He also said that recognition systems are error-prone.

O'Mara also focused on having Doddington discuss the difference between speech recognition technology-- meaning what's said-- and speaker recognition-- meaning who says it.

Doddington said doing speaker recognition on one second of good speech is "absurd" and that speech over the phone degrades the performance, implying the short, isolated screams on the 911 call are too brief and degraded quality for proper evaluation.

The technique of looping a one second scream for 10 seconds, Doddington says, is a "violation of common sense." In addition, he called trying to identify the screams as a "fool's mission," saying in order to test screams, you would have to subject people to "unethical amounts of stress."

The state quickly questioned Doddington, who says he likes disagreements in his field and calls them "the sign of progress."

When asked why Doddington listened to the tapes when he doesn't evaluate  forensic samples, he replied, "what got me to listen to the tapes is Dr. Reich's findings. It sounded absurd and it was."

Doddington then told O'Mara that it was "not possible" to identify the audio.

The experts the defense is questioning are Tom Owen, the expert who excluded Zimmerman as the source of the screams in the 911 calls, and Dr. Alan Reich, the expert who said he hears Trayvon Martin saying "I'm begging you" in the background of the 911 calls.

"The words at the screaming level were almost entirely those of Trayvon Martin," Reich said on Friday when asked about his analysis of the 911 call from a witness the night of the shooting.

French said that he was "disturbed" by Reich's methodologies he testified to.

Owen said on Friday he used Zimmerman's voice from his reenactment video to try to match the screams on the 911 call, raising Zimmerman's voice in the reenactment video and looping the 911 call clip with the screams in order to make a long enough sample to analyze.

French opposed to Owen's methodology, saying it was," not acceptable in the wider scientific community."

Both Owen and Reich testified on Friday at the Frye hearing, as West challenged their methodologies, findings and qualifications as audio experts.

The screams are crucial pieces of evidence since they could determine who the aggressor was in the confrontation.

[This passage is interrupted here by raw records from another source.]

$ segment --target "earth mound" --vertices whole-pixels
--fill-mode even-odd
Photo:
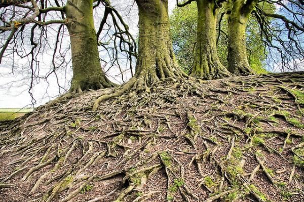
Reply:
[[[0,201],[304,201],[304,72],[102,91],[0,123]]]

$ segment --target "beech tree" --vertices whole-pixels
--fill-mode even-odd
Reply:
[[[235,74],[253,73],[246,49],[246,27],[258,0],[229,1],[228,70]]]
[[[194,64],[190,74],[203,79],[211,79],[231,74],[221,63],[216,49],[216,25],[218,9],[222,0],[188,0],[178,7],[196,2],[198,9],[197,41]]]
[[[273,13],[273,10],[270,13]],[[170,16],[171,33],[173,50],[181,68],[188,72],[193,67],[194,47],[197,40],[197,8],[195,4],[182,8],[175,8]],[[227,19],[224,9],[218,15],[216,48],[219,60],[227,66]],[[246,49],[249,64],[256,73],[266,73],[268,47],[261,40],[259,24],[251,16],[246,27]],[[267,50],[268,51],[265,51]]]
[[[227,1],[227,68],[231,72],[245,75],[253,72],[248,62],[245,43],[246,27],[252,14],[260,26],[261,40],[269,47],[270,57],[278,62],[274,58],[279,56],[281,62],[278,65],[282,70],[284,67],[297,69],[298,61],[304,58],[301,39],[304,32],[302,2],[232,0]],[[276,12],[270,11],[273,9]]]
[[[97,99],[98,103],[120,96],[132,89],[133,92],[150,92],[151,89],[166,83],[168,87],[182,88],[187,77],[178,66],[170,37],[168,1],[136,0],[139,16],[138,53],[134,76],[125,85],[105,92]]]
[[[5,52],[8,51],[7,48],[10,44],[18,43],[19,41],[23,43],[23,38],[19,40],[15,35],[25,31],[25,27],[28,26],[31,27],[29,35],[32,50],[27,56],[32,56],[30,65],[33,66],[35,62],[37,62],[33,57],[34,50],[44,48],[43,46],[35,40],[36,38],[35,35],[37,32],[36,29],[39,28],[43,30],[40,33],[42,35],[44,26],[59,24],[59,27],[56,27],[58,35],[53,55],[53,64],[56,50],[59,49],[58,44],[64,40],[61,38],[60,41],[59,36],[63,26],[66,26],[71,43],[73,69],[69,92],[81,93],[84,90],[98,90],[115,86],[115,85],[106,78],[102,71],[98,49],[98,45],[103,45],[99,42],[99,37],[108,16],[112,18],[116,30],[114,34],[115,37],[121,40],[120,51],[135,55],[135,41],[128,32],[128,26],[108,0],[95,2],[93,0],[68,0],[65,4],[61,5],[57,0],[38,2],[33,0],[3,0],[0,4],[3,11],[1,15],[3,25],[0,27],[0,31],[3,33],[5,32],[10,32],[10,33],[1,47],[0,60],[4,57]],[[52,6],[53,4],[55,6]],[[96,33],[94,24],[93,9],[100,5],[105,7],[105,11],[103,19]],[[126,37],[125,35],[128,36]],[[40,36],[39,38],[42,37]],[[13,50],[13,52],[8,54],[14,52],[17,52],[17,50]],[[58,67],[54,64],[54,71]]]

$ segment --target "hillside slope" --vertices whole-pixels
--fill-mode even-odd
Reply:
[[[304,201],[304,72],[85,93],[0,123],[0,201]]]

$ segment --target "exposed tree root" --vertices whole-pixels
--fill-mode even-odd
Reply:
[[[303,75],[131,80],[2,122],[0,201],[301,201],[303,105],[281,87]]]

The defense could also ask Nelson on Saturday to bar prosecutors from using certain words during the trial, believing words such as "profiling," or "vigilante," or even "wannabe cop," to describe Zimmerman would create an emotional response in the jury.

Nelson did rule on Friday that Zimmerman's 6 p.m. curfew could be extended until 10 p.m. at the end of Friday's hearing, but said he is still not allowed to travel out of Seminole County except to his attorney's office. The state had objected to the motion, given prior issues with bond.

Zimmerman is charged with second-degree murder for fatally shooting 17-year-old Trayvon Martin during a struggle in a gated community where he lived. He is pleading not guilty, claiming self-defense.

Martin's family claim the cries came from the teen while Zimmerman's father has testified they were those of his son.